The system combined SITA’s Health Protect ecosystem with Ion Access & Health’s SimplyGo to test the health data platform in a live environment for passengers traveling from Germany and Estonia to the United Arab Emirates. Those who had received negative COVID tests were able to verify their results and board the flights, while those who had received positive tests or not taken one were denied entry.

Biometrics and better masks more help than immunity passports, professor argues

Immunity passports should not be used at airports, at least for the next year, according to an editorial in The Hill, because a lack of standardization could result in long line-ups and fraud.

REAL ID, however, could be used in the future to provide immunization confirmation, writes University of Wisconsin-Madison Industrial and Systems Engineering Professor Dr. Laura A. Albert, who is also a prominent member of operations group INFORMS. Biometric technologies could be implemented in areas like TSA PreCheck lanes to improve health protections.

Albert also calls for passengers to be required to wear better quality masks, as “immunization will not eliminate the need for face coverings.”

Kuala Lumpur International continues digital transformation

A new Passenger Reconciliation System (PRS) is rolling out at Kuala Lumpur International Airport through a collaboration between Malaysia Airports and Malaysia Airlines, with 10 PRS units installed in Terminal 1, and 12 in Terminal 2. The new PRS technology is expected to increase the speed and effectiveness of security screening processes.

The installation comes on the heels of an announcement that KLIA will deploy over 100 biometric touchpoints during the first half of this year at Terminals 1 and 2.

Philadelphia extends Telos contract

Telos has announced that Philadelphia International Airport will continue using its biometric background checking service for individuals working in secure areas.

The TSA-approved Designated Aviation Channeling (DAC) services are used with PHL’s identity management system (IdMS) to improve data integrity, increase operational efficiency and reduce costs, according to the announcement.

Telos has provided the encrypted, web-based DAC solution to PHL since 2017, and the contract has been extended for an additional three years.

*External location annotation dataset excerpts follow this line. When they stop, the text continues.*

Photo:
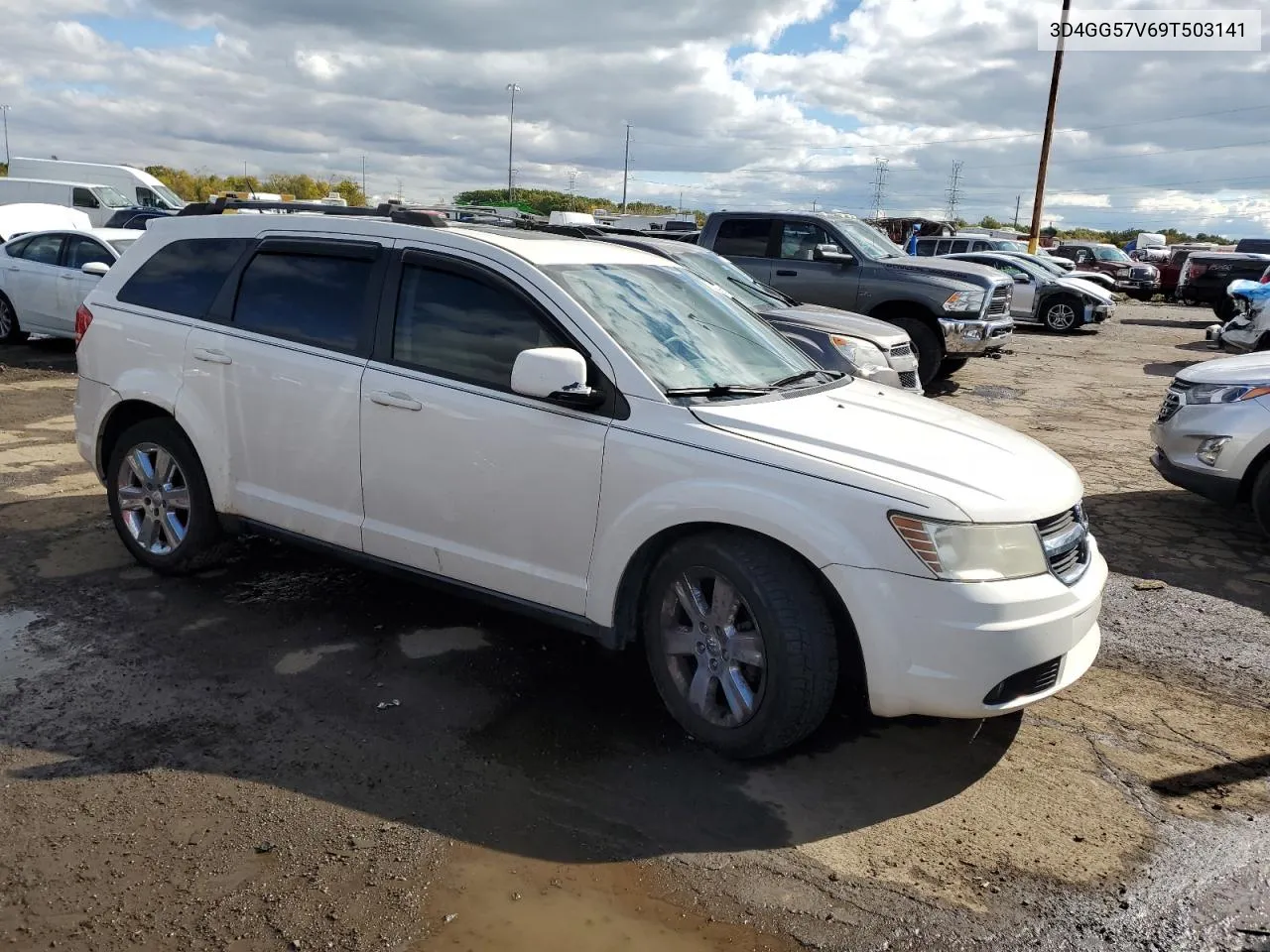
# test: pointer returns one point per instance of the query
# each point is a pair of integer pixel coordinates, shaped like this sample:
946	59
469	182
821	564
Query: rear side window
317	299
743	238
457	326
183	277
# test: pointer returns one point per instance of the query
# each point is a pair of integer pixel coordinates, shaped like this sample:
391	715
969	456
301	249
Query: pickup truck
951	309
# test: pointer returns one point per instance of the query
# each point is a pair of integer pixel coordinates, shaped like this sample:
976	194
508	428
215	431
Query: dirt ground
287	753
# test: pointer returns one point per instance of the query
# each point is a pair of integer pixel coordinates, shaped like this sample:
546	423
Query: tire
1260	498
169	524
1062	315
926	343
10	331
780	621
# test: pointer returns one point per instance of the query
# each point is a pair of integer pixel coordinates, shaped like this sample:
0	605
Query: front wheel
159	499
928	344
1061	315
10	331
740	644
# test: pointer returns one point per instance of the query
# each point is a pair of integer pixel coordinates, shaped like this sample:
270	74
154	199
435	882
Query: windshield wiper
720	390
765	291
807	375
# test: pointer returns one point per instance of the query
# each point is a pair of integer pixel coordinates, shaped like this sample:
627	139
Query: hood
830	320
1084	287
1246	368
988	471
979	275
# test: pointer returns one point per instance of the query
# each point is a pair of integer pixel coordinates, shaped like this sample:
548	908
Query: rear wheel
740	644
10	331
159	499
926	343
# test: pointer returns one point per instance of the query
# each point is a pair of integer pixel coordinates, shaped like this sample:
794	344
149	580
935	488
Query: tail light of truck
82	318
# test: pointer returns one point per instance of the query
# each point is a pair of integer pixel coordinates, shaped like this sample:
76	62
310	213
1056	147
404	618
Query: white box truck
98	202
137	185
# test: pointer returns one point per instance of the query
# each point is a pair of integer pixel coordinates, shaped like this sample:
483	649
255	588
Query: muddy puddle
493	901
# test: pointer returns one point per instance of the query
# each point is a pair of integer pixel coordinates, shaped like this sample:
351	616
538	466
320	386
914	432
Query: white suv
593	434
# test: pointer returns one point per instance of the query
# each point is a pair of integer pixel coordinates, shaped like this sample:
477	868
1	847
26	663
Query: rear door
32	278
278	367
747	243
802	277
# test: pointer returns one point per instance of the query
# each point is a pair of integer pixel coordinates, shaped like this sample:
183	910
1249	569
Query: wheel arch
634	580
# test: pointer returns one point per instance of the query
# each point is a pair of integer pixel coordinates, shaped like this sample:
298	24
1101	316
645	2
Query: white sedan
45	277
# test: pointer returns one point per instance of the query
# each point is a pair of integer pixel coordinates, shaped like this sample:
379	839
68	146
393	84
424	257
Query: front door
461	475
280	381
802	277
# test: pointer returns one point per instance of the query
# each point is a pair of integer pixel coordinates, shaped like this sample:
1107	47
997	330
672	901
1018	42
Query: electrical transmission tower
953	190
880	185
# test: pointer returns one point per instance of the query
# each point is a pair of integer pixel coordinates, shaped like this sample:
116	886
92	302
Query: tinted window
81	250
743	238
42	249
309	298
458	326
799	240
183	277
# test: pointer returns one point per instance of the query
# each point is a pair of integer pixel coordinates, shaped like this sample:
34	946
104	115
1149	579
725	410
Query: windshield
683	330
1111	254
730	278
168	195
111	198
867	239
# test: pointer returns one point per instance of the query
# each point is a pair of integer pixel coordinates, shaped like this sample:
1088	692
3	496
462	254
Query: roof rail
393	211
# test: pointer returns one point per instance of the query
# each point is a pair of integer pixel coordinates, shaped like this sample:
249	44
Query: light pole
513	87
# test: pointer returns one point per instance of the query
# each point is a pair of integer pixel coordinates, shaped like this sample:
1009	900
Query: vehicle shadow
1187	540
425	708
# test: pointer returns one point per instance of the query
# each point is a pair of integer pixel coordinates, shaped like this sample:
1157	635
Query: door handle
399	402
211	356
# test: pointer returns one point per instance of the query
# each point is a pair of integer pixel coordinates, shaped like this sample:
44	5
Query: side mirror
832	253
554	373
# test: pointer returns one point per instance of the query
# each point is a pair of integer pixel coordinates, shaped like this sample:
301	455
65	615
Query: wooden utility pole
1038	200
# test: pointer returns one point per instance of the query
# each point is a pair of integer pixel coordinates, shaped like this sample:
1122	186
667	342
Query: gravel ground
206	763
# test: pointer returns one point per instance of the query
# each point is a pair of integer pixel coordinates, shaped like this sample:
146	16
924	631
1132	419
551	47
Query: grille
1065	538
1000	302
1033	680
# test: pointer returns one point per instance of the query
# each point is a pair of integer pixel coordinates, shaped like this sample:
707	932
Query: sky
730	103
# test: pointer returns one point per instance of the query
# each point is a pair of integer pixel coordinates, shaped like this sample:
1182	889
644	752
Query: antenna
952	190
880	185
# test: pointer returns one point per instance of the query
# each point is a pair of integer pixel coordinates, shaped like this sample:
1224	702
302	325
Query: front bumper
975	336
945	649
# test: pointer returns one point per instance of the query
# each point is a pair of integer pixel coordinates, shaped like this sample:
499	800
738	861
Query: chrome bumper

“The DAC services deployment at Philadelphia International Airport is notable for its integration with PHL’s IdMS, enabling efficient biographic and biometric transmissions,” says Dawn E. Lucini, vice president of aviation security, Telos. “We have streamlined the TSA-required aviation worker background check process, while upholding the high security and customer service standards at PHL.”

Genetec security platform selected by Singapore airport

Genetec has been selected by Changi Airport Group to provide unified security, public safety, operations, and business intelligence solutions under a three-year contract.

Implementation of the Genetec Security Center platform is expected to be completed in 2023, bringing data from the Singapore airport’s IP security assets together on a single intuitive interface for unified video surveillance.

“Increasingly, our airport customers are understanding the deep business insights Security Center is capable of delivering, its ability to inform and create value for multiple areas of an airport business operation and improve the overall passenger and employee experience,” says Giovanni Taccori, Commercial Lead Transportation, APAC at Genetec, Inc.